A few hundred teachers under the banner of “Bangladesh Swatantra Ebtedai Madrasa Shikkhak Samity” started the hunger strike in front of Jatiya Press Club on Tuesday, demanding that the government nationalise the ebtedai madrasas that teach students from class I to V.
“Five days have passed by, we haven't got any response from the government,” said Ruhul.
Kibria Khatun, a madrasa teacher from Joypurhat, said, “I'll not leave until the government meets our demand.”
There are around 48,000 teachers of around 10,000 madrasas who are not getting any pay, since the institutions got registered under the Madrasa Education Board in 1984.
In 1994, some 6,776 teachers of 1,519 madrasas started getting Tk 500 as allowances through a government circular.
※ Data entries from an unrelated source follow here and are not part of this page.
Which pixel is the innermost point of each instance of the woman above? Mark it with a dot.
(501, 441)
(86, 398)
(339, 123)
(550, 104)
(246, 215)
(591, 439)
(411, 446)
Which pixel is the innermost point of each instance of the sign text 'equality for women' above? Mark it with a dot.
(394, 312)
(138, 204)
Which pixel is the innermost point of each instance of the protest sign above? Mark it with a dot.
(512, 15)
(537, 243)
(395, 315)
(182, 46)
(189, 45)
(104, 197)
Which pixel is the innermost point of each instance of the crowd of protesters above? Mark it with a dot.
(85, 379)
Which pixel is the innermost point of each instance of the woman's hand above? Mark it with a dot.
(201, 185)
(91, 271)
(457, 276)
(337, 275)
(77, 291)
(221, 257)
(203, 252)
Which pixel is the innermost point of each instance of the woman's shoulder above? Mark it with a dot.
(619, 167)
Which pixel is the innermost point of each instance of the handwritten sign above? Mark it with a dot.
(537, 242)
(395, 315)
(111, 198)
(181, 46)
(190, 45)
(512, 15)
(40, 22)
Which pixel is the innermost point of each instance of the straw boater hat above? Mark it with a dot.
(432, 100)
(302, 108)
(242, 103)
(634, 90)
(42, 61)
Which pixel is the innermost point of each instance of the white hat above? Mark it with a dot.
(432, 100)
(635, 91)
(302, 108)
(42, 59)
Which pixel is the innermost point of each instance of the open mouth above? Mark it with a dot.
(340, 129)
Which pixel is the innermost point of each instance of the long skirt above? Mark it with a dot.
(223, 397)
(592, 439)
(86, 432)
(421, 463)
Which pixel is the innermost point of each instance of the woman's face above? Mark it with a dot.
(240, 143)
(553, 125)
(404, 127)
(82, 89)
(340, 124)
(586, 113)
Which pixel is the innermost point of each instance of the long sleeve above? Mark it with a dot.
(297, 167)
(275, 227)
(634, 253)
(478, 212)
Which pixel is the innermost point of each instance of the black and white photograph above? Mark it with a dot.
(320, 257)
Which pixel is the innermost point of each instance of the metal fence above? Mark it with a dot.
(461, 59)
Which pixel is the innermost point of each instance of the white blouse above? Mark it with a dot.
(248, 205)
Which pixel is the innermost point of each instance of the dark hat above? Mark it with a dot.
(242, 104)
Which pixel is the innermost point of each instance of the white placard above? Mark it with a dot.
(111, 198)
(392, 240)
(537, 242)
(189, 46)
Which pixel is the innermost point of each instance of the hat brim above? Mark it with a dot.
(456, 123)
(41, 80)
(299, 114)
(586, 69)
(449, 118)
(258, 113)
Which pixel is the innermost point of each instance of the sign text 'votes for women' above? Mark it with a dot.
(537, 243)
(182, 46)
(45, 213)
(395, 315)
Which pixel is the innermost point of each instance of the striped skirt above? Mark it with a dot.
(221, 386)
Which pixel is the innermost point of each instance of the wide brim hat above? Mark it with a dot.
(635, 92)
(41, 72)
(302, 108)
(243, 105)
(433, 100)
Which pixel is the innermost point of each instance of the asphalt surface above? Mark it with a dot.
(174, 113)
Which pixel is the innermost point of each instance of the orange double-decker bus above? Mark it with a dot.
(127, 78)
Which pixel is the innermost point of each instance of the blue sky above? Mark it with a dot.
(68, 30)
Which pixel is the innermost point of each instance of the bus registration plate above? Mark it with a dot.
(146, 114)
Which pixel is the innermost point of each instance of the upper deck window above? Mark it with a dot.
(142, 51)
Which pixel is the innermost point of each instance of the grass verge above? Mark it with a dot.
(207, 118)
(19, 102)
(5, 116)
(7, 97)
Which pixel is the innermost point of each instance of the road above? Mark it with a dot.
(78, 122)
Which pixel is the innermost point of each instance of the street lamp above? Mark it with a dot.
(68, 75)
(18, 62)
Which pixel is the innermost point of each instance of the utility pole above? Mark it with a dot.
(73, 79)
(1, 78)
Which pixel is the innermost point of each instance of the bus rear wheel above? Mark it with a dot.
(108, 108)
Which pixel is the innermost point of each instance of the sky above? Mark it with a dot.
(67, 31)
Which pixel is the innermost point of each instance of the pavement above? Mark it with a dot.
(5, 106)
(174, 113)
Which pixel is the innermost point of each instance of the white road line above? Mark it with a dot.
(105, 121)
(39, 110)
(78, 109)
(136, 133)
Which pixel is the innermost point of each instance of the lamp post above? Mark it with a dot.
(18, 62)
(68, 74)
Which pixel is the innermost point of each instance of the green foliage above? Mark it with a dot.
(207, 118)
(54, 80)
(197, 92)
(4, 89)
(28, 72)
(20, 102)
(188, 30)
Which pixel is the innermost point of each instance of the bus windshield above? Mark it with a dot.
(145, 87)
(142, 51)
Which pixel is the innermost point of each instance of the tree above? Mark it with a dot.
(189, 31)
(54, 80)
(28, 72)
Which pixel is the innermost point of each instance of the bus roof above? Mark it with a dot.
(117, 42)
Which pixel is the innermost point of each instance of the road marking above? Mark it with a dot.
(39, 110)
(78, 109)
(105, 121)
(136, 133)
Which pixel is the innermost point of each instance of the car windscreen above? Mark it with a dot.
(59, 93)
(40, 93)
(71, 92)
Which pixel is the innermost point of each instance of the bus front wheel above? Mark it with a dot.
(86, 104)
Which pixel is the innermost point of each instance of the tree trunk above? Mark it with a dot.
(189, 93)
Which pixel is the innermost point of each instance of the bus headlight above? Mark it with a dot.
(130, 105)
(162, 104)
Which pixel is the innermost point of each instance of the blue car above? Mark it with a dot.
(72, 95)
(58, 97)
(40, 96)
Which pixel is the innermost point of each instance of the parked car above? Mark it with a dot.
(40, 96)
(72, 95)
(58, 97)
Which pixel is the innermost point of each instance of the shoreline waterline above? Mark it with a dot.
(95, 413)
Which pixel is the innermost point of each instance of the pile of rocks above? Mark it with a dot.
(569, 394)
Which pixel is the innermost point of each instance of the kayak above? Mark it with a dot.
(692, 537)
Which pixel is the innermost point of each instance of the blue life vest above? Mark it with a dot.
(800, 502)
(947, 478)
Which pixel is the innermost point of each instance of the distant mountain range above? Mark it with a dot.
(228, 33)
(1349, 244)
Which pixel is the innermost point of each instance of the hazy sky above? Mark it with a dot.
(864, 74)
Later in 2013, the government elevated the amount to Tk 1,000. In 2016-17, the government increased the allowances of headteachers to Tk 2,500 and assistant headteachers to Tk 2,300.
But the rest of the teachers have not been paid any allowance from the government since 1984, said the teachers.
Meanwhile, with the same demand, a section of school and college teachers of MPO-enlisted institutions decided to begin their hunger strike in front of the press club from tomorrow instead of today due to Biswa Ijtema, said GM Shawon, joint secretary general of Besharkari Shikkhak Karmachari Forum.